Commit Graph

10 Commits

Author SHA1 Message Date
Baoquan He
69d61bb3e3
update 98-kexec rules for crash hotplug
In kernel, with the support of cpu/memory hotplug on crash, kdump
reloading only needs to update the elfcorehdr.

To realize the benefits, we need prevent udev from updating kdump
kernel on hot un/plug changes when detecting that the crash_hotplug
sysfs nodes are present.

Link: https://lore.kernel.org/lkml/20230814214446.6659-1-eric.devolder@oracle.com/
Link: https://git.kernel.org/pub/scm/linux/kernel/git/torvalds/linux.git/commit/?id=d68b4b6f307d155475cce541f2aee938032ed22e
Signed-off-by: Baoquan He <bhe@redhat.com>
2024-05-31 11:32:26 +08:00
Kairui Song
3a36568581 Make udev reload rules quiet during bootup
In commit 1c97aee and commit 227c185 udev rules was rewritten to use
systemd-run to run in a non-blocking mode. The problem is that it's a
bit noise, especially on machine bootup, systemd will always generate
extra logs for service start, you might see your journal full of lines
like these if you have many CPUs (each CPU generates a udev event on
boot):

...
Nov 22 22:23:05 localhost systemd[1]: Started /usr/lib/udev/kdump-udev-throttler.
Nov 22 22:23:05 localhost systemd[1]: Started /usr/lib/udev/kdump-udev-throttler.
Nov 22 22:23:05 localhost systemd[1]: Started /usr/lib/udev/kdump-udev-throttler.
Nov 22 22:23:05 localhost systemd[1]: Started /usr/lib/udev/kdump-udev-throttler.
...

While system is still booting up, kdump service is not started yet, so
systemd-run calls will end up doing nothing, the throttler being called
by systemd-run will just exit if kdump is not loaded.

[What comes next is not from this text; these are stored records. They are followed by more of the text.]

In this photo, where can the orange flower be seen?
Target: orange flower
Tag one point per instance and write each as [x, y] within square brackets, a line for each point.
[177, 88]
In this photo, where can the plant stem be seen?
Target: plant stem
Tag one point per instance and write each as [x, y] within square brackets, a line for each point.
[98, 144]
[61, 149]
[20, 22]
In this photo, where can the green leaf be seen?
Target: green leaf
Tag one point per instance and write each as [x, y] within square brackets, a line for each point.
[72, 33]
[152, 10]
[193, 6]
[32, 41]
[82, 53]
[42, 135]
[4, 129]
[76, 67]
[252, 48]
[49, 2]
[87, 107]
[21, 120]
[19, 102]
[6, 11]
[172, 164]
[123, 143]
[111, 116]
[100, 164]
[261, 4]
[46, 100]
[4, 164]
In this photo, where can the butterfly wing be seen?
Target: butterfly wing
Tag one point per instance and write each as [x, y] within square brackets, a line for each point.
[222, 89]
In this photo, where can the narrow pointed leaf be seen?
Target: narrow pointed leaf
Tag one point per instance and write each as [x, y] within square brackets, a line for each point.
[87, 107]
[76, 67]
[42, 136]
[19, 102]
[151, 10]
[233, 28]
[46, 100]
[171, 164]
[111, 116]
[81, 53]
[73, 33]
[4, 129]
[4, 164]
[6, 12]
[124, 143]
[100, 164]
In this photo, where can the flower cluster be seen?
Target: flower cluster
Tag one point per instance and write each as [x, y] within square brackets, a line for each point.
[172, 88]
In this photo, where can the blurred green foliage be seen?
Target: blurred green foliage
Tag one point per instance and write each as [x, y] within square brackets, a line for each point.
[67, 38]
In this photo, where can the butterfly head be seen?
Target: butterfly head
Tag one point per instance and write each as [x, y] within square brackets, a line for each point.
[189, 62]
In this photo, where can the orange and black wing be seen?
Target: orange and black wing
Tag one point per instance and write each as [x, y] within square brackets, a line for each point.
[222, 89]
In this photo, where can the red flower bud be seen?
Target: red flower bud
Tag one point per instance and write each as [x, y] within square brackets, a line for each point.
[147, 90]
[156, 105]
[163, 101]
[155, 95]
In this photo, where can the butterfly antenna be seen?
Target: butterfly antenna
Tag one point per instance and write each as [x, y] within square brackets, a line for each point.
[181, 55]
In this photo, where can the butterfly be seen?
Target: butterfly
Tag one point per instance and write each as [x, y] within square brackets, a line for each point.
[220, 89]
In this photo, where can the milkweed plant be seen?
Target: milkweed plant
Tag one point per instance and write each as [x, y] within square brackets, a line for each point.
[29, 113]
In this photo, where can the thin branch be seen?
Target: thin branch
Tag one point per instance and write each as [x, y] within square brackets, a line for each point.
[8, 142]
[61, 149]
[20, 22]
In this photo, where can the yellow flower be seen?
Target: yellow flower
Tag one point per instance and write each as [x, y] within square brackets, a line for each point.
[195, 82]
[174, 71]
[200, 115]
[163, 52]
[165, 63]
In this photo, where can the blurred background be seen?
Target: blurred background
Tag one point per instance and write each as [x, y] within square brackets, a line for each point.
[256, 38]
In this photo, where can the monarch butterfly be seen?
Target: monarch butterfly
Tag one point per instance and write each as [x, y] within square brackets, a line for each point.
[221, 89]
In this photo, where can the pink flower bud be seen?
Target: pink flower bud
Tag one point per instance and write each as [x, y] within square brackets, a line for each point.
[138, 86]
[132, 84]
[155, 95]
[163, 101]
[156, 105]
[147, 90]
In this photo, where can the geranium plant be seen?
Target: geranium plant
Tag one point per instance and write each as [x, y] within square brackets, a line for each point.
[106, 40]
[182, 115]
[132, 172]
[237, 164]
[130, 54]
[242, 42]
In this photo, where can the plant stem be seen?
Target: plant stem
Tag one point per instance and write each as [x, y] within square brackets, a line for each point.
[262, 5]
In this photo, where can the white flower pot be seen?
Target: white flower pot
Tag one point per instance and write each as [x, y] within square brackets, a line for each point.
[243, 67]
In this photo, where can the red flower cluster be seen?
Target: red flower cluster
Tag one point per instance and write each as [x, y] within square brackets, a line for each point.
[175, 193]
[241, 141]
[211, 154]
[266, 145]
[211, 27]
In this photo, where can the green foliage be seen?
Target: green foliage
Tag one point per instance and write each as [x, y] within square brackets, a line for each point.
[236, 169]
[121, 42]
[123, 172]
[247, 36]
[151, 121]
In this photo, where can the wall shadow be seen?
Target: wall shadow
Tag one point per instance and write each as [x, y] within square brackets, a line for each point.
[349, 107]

This patch avoid systemd-run from being called at first place if kdump
service is not running by checking kdump.service status in udev rule,
so there won't be unnecessary logs.

Also remove the kdump service checking logic in kdump-udev-throttler as
udev is the only expected callee of this script, if it's not being
called at first place when kdump service is running, this checking will
be redundant. And even if any user called this script manually, it will
still work well as this script will call 'kdumpctl reload', it reload
the kdump resource only if kdump is loaded already.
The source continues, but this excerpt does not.